Add a skill-seekers sync-config subcommand that crawls a docs site's navigation and automatically diffs/updates the start_urls in an existing config file against what's currently live on the site.

πŸ’‘ Use Case

Docs sites add new pages over time. Keeping a config's start_urls in sync currently requires manually visiting the live site, collecting all nav links, and comparing them against the config β€” a tedious, error-prone process.
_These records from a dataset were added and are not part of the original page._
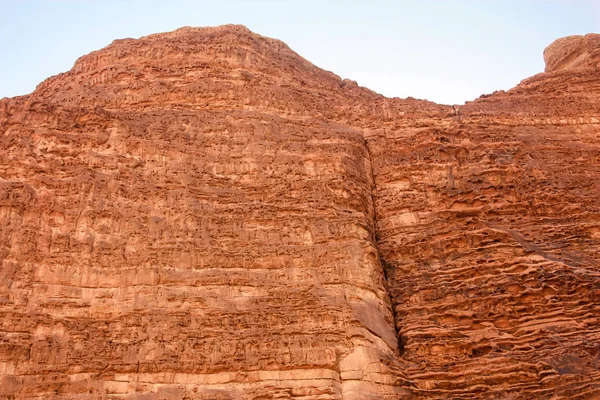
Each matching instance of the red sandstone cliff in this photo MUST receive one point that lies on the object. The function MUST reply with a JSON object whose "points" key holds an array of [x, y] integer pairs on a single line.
{"points": [[203, 214]]}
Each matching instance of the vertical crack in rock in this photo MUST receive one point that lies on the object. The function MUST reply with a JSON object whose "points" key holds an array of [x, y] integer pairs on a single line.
{"points": [[380, 259]]}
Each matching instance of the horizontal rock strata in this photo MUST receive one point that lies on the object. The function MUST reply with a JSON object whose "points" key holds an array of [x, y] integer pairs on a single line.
{"points": [[203, 214]]}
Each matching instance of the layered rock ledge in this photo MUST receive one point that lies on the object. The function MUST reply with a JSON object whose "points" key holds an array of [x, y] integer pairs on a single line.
{"points": [[204, 214]]}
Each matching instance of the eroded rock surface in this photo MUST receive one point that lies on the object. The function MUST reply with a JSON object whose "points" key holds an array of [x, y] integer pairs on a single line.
{"points": [[203, 214]]}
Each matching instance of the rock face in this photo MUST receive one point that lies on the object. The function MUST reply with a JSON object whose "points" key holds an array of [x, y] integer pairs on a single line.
{"points": [[573, 52], [203, 214]]}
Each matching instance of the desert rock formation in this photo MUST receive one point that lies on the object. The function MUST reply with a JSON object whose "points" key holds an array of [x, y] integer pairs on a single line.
{"points": [[203, 214]]}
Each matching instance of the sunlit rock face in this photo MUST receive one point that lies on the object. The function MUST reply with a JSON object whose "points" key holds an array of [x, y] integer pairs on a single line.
{"points": [[573, 52], [203, 214]]}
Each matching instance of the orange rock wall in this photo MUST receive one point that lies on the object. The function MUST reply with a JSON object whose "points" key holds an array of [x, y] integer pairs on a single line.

For example, the Claude Code docs recently added 11 new pages (how-claude-code-works,
features-overview, agent-teams, fast-mode, etc.) and renamed iam β†’ authentication, none of which were reflected in the existing config until manually audited.

πŸ“‹ Proposed Solution

Add a sync-config subcommand (and corresponding skill-seekers-sync-config entry point) that:

  1. Loads an existing config JSON
  2. Visits a set of "nav seed" pages β€” either from a new optional nav_seed_urls config field, or defaulting to the existing start_urls
  3. Collects all internal links matching url_patterns.include from those pages
  4. Diffs discovered URLs against the config's start_urls
  5. Reports added/removed pages to stdout
  6. With --apply, writes the updated start_urls back to the config file (preserving formatting and other fields)
# Dry-run: show what's changed
skill-seekers sync-config --config configs/claude-code.json

# Apply changes to the config file
skill-seekers sync-config --config configs/claude-code.json --apply

# Example output:
# + /docs/en/agent-teams        (new)
# + /docs/en/fast-mode          (new)
# - /docs/en/iam                (removed, replaced by /docs/en/authentication)
# Config has 3 new pages and 1 removed page.
# Run with --apply to update configs/claude-code.json

The new optional config field:

{
  "nav_seed_urls": [
    "https://code.claude.com/docs/en/overview",
    "https://code.claude.com/docs/en/sub-agents",
    "https://code.claude.com/docs/en/setup",
    "https://code.claude.com/docs/en/settings",
    "https://code.claude.com/docs/en/cli-reference"
  ]
}

πŸ”„ Alternatives Considered

  • Sitemap parsing: Ideal, but many docs sites (including Claude Code's) don't publish a sitemap.
  • Rely on BFS scraper alone: The existing scraper already discovers all linked pages via BFS, so start_urls don't strictly need to enumerate every page. However, explicitly listing pages in the config is useful for documentation and for catching orphaned/unlinked pages.
  • Manual auditing: What we do today β€” visit section pages, extract links, compare manually. Works but doesn't scale.

πŸ“Š Expected Impact

  • Priority: Medium
  • Effort: S
  • Users Affected: Anyone maintaining configs for long-lived docs sites that update regularly (e.g. Claude Code, React, Django, FastAPI docs).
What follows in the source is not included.